In 1997, the census of ag was shifted from the Bureau of the Census in the Department of Commerce to the USDA and NASS. For that census data were gathered from December 1997 through February of 1998, and the results were published in February 1999. This is the same schedule as you can see for the latest census - despite gigantic leaps in both computing technology and statistical science. Meanwhile, farm policy will be based on a snapshot of US agriculture that was outdated at the moment of publishing.
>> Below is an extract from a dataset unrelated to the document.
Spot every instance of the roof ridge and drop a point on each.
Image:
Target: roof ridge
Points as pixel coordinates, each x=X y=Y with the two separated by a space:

I wrote about this inability to improve fifteen years ago in Top Producer when I wondered why crop reports have always taken ten days to crank out, no matter whether using pencils and adding machines or the latest computers. I was told by NASS that’s what the law says, which is sorta true. The legislation sets a final deadline, but there is nothing to prevent USDA from getting faster. Other than institutionalized laziness.

Which is my entire point. Data products similar to the ag census and crop reports are not only getting better all over our government – they are getting faster. The FED in Atlanta now puts out a weekly GDP estimate. The Bureau of Economic Analysis continually adds newer user features like mapping and speedier results. The USDA failure to improve has another cost.

While I do not rant about big, bloated government, because large complex societies and economies require significant governance, my support for USDA programs and employees is tested by what I think is indolent working to contract in the case of many USDA reports. There is no reason government cannot improve, and it is in many other agencies.

I am not criticizing the accuracy, integrity, or expertise of the USDA. But to be incapable of any productivity growth over decades is nonsense. I think the census of ag could be done annually and completed in a month after gathering. If NASS can’t do it, move it back the Census Bureau, or better yet, hire a data management company that can. If contractors can build our nuclear weapons, they can count farmers. And I’ll bet they can do it faster and cheaper.

So enjoy the flood of charts and graphs, and then ask why it takes so long.